La conservation et l’exploitation de données à caractère personnel par les opérateurs du secteur des communications électroniques

Note de recherche scientifique
Publié le 03.02.2023 à 09h38 Mis à jour le 21.12.2023 à 06h51

Résumé

  • La directive 2002/58/CE du Parlement européen et du Conseil du 12 juillet 2002 concernant le traitement des données à caractère personnel et la protection de la vie privée dans le secteur des communications électroniques consacre le principe de la confidentialité des données relatives au trafic et des données de localisation générées par l’utilisation de services de communications électroniques.
  • Cette directive crée des obligations pour les opérateurs, comme l’effacement ou l’anonymisation de telles données lorsqu’elles ne sont plus nécessaires à la transmission d’une communication ou encore le recueil du consentement des utilisateurs lorsque leurs données peuvent être traitées à des fins commerciales.
  • Cette protection peut toutefois être limitée.
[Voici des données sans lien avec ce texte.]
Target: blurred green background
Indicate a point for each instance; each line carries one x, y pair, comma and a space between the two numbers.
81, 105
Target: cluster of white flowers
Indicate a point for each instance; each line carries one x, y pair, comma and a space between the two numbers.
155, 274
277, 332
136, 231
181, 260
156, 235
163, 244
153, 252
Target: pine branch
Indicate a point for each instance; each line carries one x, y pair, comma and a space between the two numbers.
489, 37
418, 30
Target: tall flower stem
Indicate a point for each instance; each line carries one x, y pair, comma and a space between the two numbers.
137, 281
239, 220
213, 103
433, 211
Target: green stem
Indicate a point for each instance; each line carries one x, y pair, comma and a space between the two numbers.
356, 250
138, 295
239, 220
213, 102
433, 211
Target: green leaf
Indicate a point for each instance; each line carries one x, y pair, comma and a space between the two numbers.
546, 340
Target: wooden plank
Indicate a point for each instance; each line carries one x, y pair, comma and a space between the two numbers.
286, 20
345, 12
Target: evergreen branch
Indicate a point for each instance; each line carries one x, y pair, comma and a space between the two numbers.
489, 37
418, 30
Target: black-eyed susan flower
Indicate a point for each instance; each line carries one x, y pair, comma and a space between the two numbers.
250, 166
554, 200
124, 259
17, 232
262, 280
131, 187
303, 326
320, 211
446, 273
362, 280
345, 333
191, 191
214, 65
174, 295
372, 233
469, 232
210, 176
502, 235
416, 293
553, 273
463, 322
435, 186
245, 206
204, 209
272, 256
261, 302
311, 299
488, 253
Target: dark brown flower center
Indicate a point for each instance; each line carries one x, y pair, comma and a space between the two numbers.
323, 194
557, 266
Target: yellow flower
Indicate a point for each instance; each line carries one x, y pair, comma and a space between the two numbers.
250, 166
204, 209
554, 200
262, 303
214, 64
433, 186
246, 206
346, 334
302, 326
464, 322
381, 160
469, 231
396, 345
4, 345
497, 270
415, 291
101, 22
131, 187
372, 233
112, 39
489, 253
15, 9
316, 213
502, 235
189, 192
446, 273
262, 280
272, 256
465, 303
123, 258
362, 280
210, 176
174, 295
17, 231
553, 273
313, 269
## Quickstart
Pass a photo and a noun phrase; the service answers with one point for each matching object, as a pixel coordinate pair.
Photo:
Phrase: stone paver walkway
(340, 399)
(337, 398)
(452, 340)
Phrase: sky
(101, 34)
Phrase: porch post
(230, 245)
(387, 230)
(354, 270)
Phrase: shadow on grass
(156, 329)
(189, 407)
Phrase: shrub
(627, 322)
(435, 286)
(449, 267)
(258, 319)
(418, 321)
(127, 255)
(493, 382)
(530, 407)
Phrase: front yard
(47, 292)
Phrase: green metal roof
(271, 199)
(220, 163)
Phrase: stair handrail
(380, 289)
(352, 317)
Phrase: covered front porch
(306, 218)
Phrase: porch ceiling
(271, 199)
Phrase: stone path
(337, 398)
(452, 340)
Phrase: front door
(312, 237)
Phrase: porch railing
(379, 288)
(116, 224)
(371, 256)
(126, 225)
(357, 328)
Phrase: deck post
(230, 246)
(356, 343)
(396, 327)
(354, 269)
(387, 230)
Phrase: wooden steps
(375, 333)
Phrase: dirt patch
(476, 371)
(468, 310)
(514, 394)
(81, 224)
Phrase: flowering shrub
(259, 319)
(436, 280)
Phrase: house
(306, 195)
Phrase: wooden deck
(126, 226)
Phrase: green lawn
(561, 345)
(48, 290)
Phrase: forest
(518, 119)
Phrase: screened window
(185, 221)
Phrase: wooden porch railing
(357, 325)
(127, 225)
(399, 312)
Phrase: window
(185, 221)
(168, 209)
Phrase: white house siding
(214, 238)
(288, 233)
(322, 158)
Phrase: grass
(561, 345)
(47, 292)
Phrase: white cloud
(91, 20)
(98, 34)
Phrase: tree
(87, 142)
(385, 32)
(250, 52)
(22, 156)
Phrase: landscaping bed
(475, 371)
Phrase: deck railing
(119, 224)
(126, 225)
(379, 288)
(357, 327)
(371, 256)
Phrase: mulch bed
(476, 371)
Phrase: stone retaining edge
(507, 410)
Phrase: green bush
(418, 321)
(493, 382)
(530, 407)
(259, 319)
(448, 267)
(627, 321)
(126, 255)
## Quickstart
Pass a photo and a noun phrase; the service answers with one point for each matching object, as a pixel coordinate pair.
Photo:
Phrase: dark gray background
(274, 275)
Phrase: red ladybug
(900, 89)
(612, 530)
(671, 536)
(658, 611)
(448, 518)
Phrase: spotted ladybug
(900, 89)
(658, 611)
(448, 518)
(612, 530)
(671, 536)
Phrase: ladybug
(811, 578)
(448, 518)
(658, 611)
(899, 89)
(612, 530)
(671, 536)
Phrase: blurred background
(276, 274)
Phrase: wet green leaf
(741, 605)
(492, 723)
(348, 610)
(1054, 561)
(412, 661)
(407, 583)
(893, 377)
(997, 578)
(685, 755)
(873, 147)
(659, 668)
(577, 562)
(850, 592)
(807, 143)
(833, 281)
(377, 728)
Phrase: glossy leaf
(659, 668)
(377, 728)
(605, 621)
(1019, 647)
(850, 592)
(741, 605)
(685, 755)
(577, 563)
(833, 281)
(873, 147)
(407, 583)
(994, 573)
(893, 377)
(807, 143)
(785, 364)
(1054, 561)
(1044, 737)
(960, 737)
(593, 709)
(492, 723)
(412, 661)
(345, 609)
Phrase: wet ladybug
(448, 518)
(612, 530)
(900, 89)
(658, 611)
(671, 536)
L’article 15, paragraphe 1 de la directive 2002/58/CE permet aux États membres d’adopter des mesures législatives restrictives de cette protection, qui prévoient, par exemple, la conservation des données par les opérateurs.
  • La limitation doit toutefois constituer « une mesure nécessaire, appropriée et proportionnée, au sein d’une société démocratique, pour sauvegarder la sécurité nationale – c’est-à-dire la sûreté de l'État - la défense et la sécurité publique, ou assurer la prévention, la recherche, la détection et la poursuite d'infractions pénales ou d'utilisations non autorisées du système de communications électroniques (…) ». La mesure de limitation, adoptée dans le respect des principes généraux du droit de l’Union européenne, doit être d’une durée limitée et justifiée par les motifs d’intérêt général mentionnés ci-dessus.
  • Dans un contexte de lutte plus accrue contre le terrorisme et la criminalité, les États membres ont été amenés à adopter de telles réglementations. Certaines de ces législations ont donné lieu à une jurisprudence récente et fournie de la Cour de justice de l’Union européenne précisant les exigences auxquelles elles doivent répondre, particulièrement l’exigence de proportionnalité.
  • La Cour affirme le principe de l’interdiction de la conservation généralisée indifférenciée et de l’exploitation des données de connexion. Elle apporte des nuances à ce principe, en précisant aux autorités nationales qu’afin que leurs réglementations soient conformes à l’exigence de proportionnalité de l’article 15, paragraphe 1 de la directive, elles doivent mettre en relation le niveau de gravité de l’ingérence avec le niveau de gravité de la menace qui la justifie.
  • Cette analyse a ainsi conduit la Cour à admettre, dans des conditions strictement définies, qu’une législation puisse imposer aux opérateurs de communications électroniques une conservation généralisée et indifférenciée des données de connexion lorsqu’elle poursuit des finalités de sécurité publique.
  • Les arrêts rendus par la Cour de justice impliquent une lecture renouvelée de l’article 15, paragraphe 1 de la directive 2002/58/CE et exigent, en conséquence, des États membres d’adapter leurs législations afin de se conformer avec les exigences clarifiées. C'est dans ce contexte que s'inscrit le « Projet de loi relative à la rétention des données à caractère personnel et portant modification: 1° du Code de procédure pénale ; 2° de la loi modifiée du 30 mai 2005 concernant la protection de la vie privée dans le secteur des communications électroniques ; et 3° de la loi modifiée du 5 juillet 2016 portant réorganisation du Service de renseignement de l’État » présenté le 25 janvier 2023 par Madame la Ministre de la Justice.